3) Answer C. Begin simvastatin. ACP and ACC jointly recommend that in the absence of contraindications, the following agents should be used in asymptomatic patients with CAD to prevent MI and death:
* Lipid-lowering therapy with a statin in patients with documented CAD or type 2 diabetes mellitus (level of A evidence). The patient in this case not only has documented CAD with a drug eluting stent in place but also LDL not at goal below at least 100. Both criteria warrant the initiation of a statin to reduce his risk of MI and death.
* Aspirin in patients with previous MI (level A evidence).
* Aspirin in patients without previous MI (level of B evidence).
* Blockers in patients with previous MI (level of B evidence)
* ACE inhibitor in patients with CAD who also have diabetes, systolic dysfunction, or both (level of A evidence). The patient has neither diabetes nor known systolic dysfunction.

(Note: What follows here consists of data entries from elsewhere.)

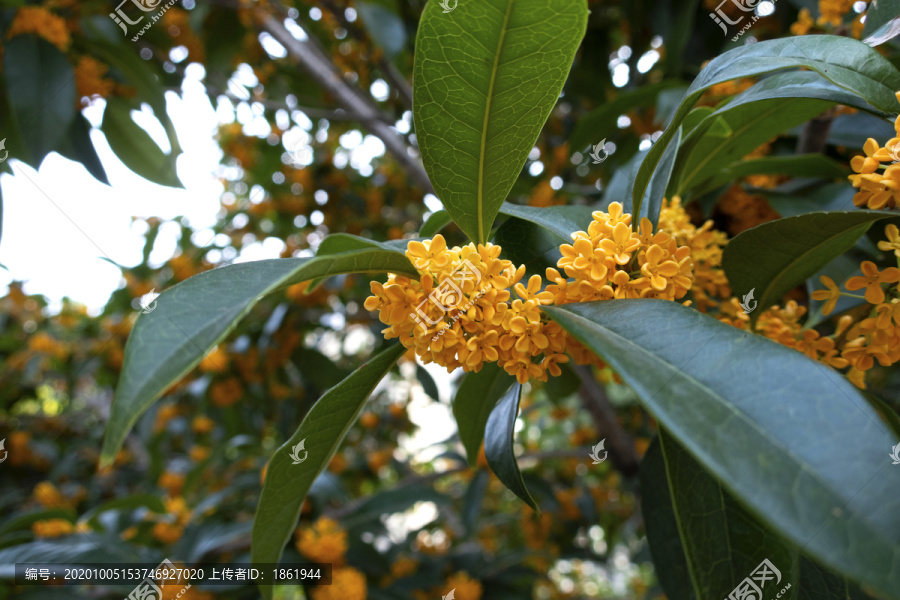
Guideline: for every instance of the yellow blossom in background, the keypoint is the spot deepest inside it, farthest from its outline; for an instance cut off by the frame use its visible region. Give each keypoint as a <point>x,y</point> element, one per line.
<point>804,22</point>
<point>89,79</point>
<point>831,12</point>
<point>171,482</point>
<point>324,541</point>
<point>202,425</point>
<point>470,307</point>
<point>346,584</point>
<point>466,587</point>
<point>52,528</point>
<point>41,22</point>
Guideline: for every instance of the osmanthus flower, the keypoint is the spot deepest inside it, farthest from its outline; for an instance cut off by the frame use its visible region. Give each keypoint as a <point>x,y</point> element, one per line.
<point>470,307</point>
<point>878,190</point>
<point>891,233</point>
<point>831,294</point>
<point>872,280</point>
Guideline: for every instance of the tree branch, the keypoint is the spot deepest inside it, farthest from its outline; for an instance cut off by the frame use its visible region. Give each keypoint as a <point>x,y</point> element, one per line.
<point>322,70</point>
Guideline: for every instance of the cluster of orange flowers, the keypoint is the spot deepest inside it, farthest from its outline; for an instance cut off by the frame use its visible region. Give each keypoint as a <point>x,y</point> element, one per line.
<point>462,313</point>
<point>878,189</point>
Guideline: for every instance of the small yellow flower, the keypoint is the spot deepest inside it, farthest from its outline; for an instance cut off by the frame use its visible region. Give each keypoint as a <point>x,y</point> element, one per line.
<point>831,294</point>
<point>346,584</point>
<point>893,235</point>
<point>324,541</point>
<point>872,280</point>
<point>52,528</point>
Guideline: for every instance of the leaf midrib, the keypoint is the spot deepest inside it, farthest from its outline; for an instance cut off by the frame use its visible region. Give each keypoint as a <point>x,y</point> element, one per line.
<point>802,256</point>
<point>733,408</point>
<point>487,113</point>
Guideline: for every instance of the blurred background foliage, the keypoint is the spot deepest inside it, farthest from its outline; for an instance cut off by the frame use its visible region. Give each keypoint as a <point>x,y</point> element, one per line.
<point>398,511</point>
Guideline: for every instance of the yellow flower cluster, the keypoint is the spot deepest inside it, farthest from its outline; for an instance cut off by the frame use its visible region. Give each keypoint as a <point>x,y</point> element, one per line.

In a randomized trial that compared clopidogrel with aspirin in patients with previous MI, stroke, or symptomatic peripheral vascular disease (that is, those at risk for ischemic events), clopidogrel appeared to be slightly more effective than aspirin in decreasing the combined risk for MI, vascular death, or ischemic stroke. However, no further studies have confirmed the efficacy of clopidogrel in patients with stable angina or asymptomatic CAD; thus, clopidogrel is best reserved for patients who cannot take aspirin.

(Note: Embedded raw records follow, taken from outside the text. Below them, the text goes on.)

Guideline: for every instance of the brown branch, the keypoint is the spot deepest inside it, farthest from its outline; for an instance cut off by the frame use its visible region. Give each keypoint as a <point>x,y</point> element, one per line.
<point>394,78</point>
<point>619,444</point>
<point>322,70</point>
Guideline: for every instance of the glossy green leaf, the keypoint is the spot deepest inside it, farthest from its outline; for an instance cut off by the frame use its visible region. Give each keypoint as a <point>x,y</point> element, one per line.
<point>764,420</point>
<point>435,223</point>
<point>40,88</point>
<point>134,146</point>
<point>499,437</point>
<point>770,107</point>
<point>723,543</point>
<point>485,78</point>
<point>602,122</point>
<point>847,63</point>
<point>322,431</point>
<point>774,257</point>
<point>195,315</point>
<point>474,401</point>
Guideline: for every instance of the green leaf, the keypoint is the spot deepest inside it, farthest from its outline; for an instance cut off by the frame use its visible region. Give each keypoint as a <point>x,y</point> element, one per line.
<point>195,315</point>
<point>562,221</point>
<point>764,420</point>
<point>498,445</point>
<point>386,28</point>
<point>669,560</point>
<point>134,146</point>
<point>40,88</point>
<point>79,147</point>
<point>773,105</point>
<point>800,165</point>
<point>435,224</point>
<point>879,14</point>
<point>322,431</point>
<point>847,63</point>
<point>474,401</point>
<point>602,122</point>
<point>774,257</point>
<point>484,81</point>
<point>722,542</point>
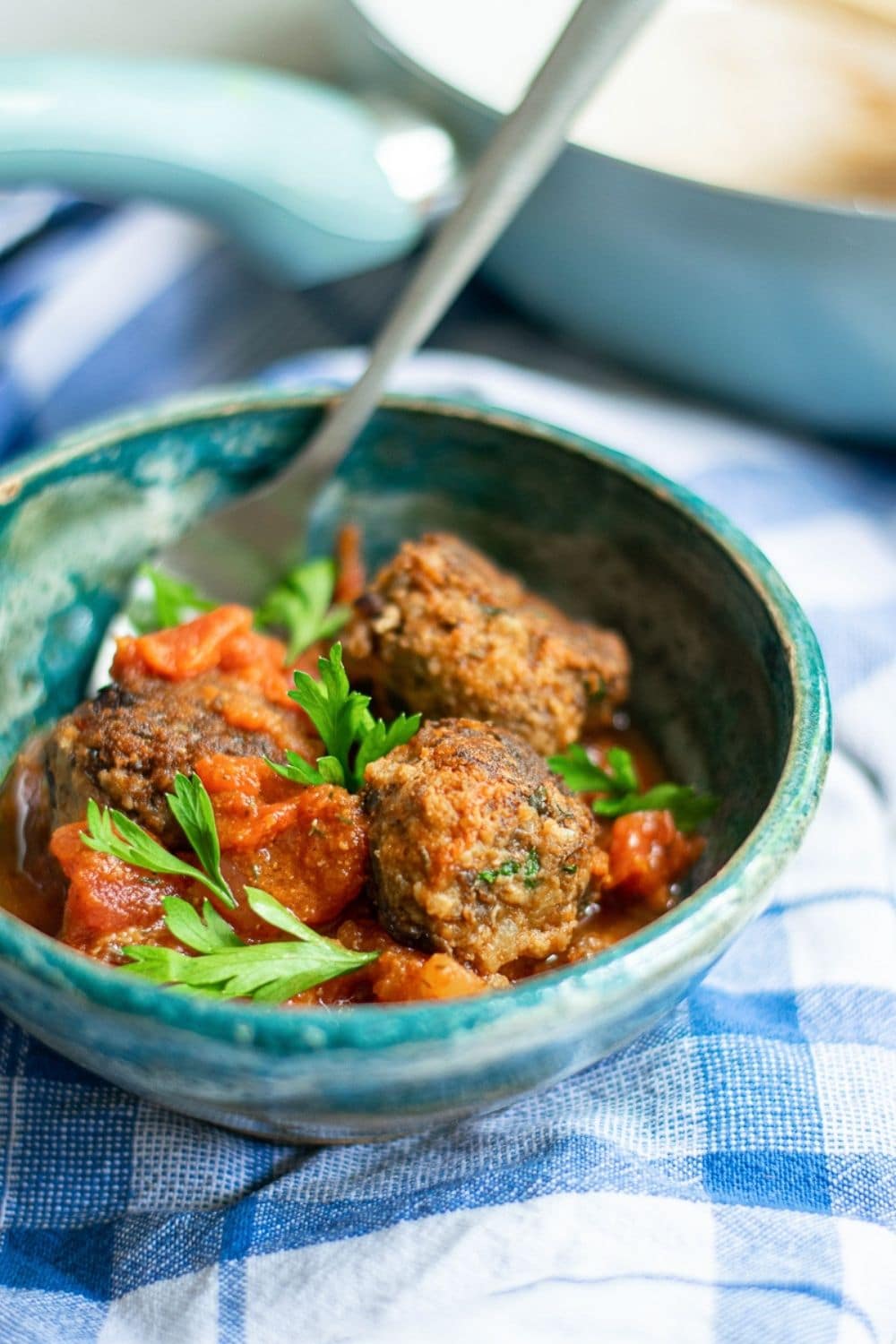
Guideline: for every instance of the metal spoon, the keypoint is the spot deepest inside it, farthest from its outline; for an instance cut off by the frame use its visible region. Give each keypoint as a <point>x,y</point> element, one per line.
<point>238,551</point>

Exercise electrocardiographic testing is not indicated for routine screening of asymptomatic patients, regardless of risk of cardiovascular disease.
4) Answer D. Coronary artery bypass graft surgery. This patient has several indications for coronary artery bypass graft surgery. He has stenosis of the left main coronary artery and multivessel coronary artery disease with mildly reduced left ventricular systolic function. Coronary artery bypass grafting is indicated in patients with left main coronary artery disease, severe three-vessel disease with reduced left ventricular systolic function, and severe three-vessel disease with involvement of the proximal left anterior descending artery. In addition, patients with diabetes mellitus and multivessel disease also derive benefit from coronary artery bypass graft surgery. In this setting, surgery would not only relieve angina and improve quality of life, but it would also prolong life expectancy. Patients achieve a significant clinical benefit when the left internal mamillary artery graft is used as the bypass conduit for lesions within the left anterior descending artery system.

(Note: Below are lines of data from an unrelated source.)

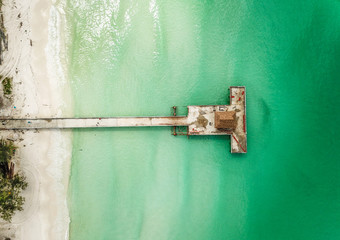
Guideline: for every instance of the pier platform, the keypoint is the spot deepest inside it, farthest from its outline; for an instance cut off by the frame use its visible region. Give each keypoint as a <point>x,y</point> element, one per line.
<point>200,120</point>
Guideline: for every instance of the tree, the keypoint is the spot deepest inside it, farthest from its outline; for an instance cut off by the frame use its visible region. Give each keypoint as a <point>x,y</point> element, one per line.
<point>11,184</point>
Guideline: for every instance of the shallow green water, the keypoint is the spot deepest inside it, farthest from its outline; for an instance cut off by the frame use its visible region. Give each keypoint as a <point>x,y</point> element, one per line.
<point>136,58</point>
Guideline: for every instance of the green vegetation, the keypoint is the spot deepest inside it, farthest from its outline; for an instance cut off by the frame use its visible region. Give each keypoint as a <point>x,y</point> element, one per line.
<point>7,85</point>
<point>11,184</point>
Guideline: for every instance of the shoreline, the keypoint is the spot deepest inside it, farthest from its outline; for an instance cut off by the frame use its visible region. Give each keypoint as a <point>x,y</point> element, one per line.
<point>40,89</point>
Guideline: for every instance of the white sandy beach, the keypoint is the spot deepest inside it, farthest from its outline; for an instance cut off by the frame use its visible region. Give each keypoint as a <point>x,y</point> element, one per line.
<point>39,90</point>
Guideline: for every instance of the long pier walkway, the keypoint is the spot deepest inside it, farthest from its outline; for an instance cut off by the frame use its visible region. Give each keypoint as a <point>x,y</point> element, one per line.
<point>201,120</point>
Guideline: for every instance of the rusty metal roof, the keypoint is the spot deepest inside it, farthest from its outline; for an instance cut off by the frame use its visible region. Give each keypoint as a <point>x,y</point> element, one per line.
<point>225,120</point>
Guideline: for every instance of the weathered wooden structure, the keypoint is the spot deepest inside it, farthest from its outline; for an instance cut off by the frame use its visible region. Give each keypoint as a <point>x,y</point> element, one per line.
<point>200,120</point>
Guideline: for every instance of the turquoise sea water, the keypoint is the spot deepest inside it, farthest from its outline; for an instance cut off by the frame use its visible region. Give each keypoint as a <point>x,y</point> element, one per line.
<point>139,58</point>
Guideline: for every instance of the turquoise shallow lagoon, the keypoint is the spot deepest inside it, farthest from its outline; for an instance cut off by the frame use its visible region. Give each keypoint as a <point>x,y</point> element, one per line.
<point>139,58</point>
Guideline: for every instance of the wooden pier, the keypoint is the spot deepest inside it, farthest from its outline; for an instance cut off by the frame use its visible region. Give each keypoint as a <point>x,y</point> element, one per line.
<point>201,120</point>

Enhanced external counterpulsation (EECP) is an acceptable treatment for patients with medically refractory angina who are not candidates for revascularization. However, the patient presented is a candidate for coronary artery bypass graft surgery, and this should be performed prior to considering alternative options such as EECP.
Although percutaneous coronary intervention may occasionally be used for patients with multivessel coronary artery disease who are not appropriate candidates for surgery, it would not be the best choice for this patient. This patient is young and active, and he does not have any clear contraindications for surgery.
Ranolazine can be useful in patients with chronic stable angina on maximal medical therapy. However, this patient has severe obstructive coronary artery disease that requires revascularization. In patients who have failed to benefit from revascularization and remain symptomatic on maximal medical therapy, ranolazine can be considered.